Member of the Washington House of Representatives from the 7th district
- In office January 10, 2005 – January 13, 2025
- Preceded by: Cathy McMorris Rodgers
- Succeeded by: Hunter Abell

Personal details
- Born: Joel Andrew Kretz January 7, 1957 (age 69) Seattle, Washington, U.S.
- Party: Republican
- Spouse(s): Sara Kretz (divorced); Lucka Kretz
- Children: 1
- Alma mater: Green River College (attended), Olympic College (attended)
- Occupation: Rancher, Politician
- Website: Official

= Joel Kretz =

American politician

Joel Andrew Kretz (born January 7, 1957) is an American politician of the Republican Party.
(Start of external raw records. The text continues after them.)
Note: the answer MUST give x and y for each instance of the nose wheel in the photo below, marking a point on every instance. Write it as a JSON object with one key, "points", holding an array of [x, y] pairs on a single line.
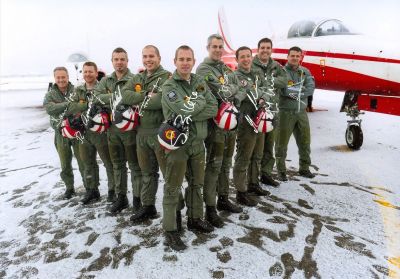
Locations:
{"points": [[354, 135]]}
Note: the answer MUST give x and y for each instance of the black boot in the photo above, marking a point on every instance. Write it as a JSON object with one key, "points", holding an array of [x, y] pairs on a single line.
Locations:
{"points": [[144, 213], [199, 225], [224, 203], [120, 203], [136, 204], [256, 189], [69, 193], [111, 196], [268, 180], [179, 221], [91, 195], [173, 240], [213, 218], [306, 173], [245, 199]]}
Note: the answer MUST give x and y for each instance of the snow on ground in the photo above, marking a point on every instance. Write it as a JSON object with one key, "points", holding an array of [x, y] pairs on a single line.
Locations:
{"points": [[344, 223]]}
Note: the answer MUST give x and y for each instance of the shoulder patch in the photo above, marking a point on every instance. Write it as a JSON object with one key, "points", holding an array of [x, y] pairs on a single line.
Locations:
{"points": [[209, 78], [200, 88], [138, 87], [172, 96]]}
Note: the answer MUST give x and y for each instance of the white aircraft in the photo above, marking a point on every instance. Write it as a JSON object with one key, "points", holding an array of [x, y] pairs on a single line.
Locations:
{"points": [[367, 70]]}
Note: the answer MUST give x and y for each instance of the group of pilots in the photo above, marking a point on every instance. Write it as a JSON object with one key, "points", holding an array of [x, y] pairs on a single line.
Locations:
{"points": [[186, 125]]}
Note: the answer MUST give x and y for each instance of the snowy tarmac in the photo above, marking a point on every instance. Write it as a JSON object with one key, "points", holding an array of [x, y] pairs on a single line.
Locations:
{"points": [[344, 223]]}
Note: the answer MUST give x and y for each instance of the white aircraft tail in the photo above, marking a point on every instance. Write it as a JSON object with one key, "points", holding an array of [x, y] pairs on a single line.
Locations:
{"points": [[74, 66], [223, 29]]}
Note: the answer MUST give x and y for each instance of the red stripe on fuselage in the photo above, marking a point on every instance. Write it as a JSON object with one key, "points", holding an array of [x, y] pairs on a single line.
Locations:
{"points": [[340, 55]]}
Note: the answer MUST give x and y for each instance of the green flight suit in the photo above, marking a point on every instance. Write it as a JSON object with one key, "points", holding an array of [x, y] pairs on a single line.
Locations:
{"points": [[56, 104], [122, 145], [277, 83], [92, 144], [293, 117], [150, 154], [190, 158], [249, 143], [220, 144]]}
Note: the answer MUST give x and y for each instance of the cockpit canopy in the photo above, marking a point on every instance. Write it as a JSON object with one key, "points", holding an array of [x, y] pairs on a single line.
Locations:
{"points": [[309, 28]]}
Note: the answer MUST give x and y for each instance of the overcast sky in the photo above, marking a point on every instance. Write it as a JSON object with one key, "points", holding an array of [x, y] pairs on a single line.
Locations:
{"points": [[38, 35]]}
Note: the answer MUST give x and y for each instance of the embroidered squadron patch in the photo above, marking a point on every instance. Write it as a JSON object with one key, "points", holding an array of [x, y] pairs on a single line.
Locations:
{"points": [[209, 77], [138, 87], [200, 88], [169, 134], [172, 96]]}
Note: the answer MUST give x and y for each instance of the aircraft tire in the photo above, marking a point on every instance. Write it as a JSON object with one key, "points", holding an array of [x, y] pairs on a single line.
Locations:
{"points": [[354, 137]]}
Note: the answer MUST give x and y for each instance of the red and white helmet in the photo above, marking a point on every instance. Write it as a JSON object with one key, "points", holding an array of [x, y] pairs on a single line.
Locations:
{"points": [[126, 118], [263, 121], [227, 116], [100, 122], [72, 128]]}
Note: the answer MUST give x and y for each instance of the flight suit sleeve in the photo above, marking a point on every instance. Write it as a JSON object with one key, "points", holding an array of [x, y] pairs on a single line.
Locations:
{"points": [[309, 84], [100, 91], [133, 92], [53, 108], [211, 107], [174, 102]]}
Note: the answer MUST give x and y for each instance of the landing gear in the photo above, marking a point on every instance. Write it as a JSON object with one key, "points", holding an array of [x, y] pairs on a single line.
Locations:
{"points": [[354, 135]]}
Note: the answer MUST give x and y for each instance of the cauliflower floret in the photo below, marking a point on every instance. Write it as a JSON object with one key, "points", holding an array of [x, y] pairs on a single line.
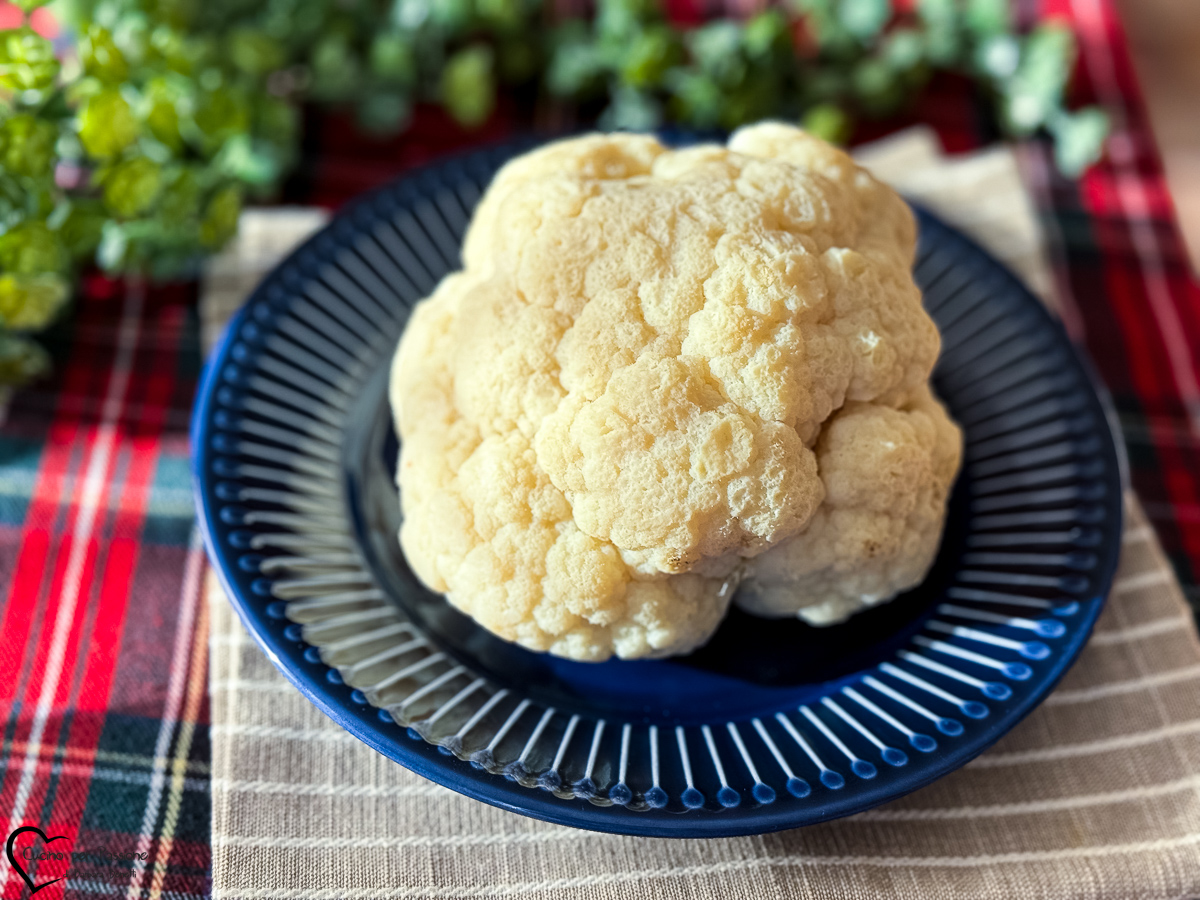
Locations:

He is a former member of the Washington House of Representatives, representing the 7th Legislative District.

== Early life ==
Kretz was born in Seattle, Washington to Marjory and Vincent Kretz. He graduated from Mercer Island High School.

== Career ==
Kretz is a cowboy.

Kretz was elected to the Washington House of Representatives in 2004. He served as the Republican deputy leader from late 2008 until April 2023.

== Personal life ==
Kretz is married to Lucka Kretz, who is from Bohemia. He has one son, Jed, as well as two grandchildren. Kretz lives in Wauconda, Washington, where he owns and operates the Promised Land Ranch.

== Awards ==
- 2014 Guardians of Small Business award. Presented by NFIB.
- 2020 Guardians of Small Business. Presented by NFIB.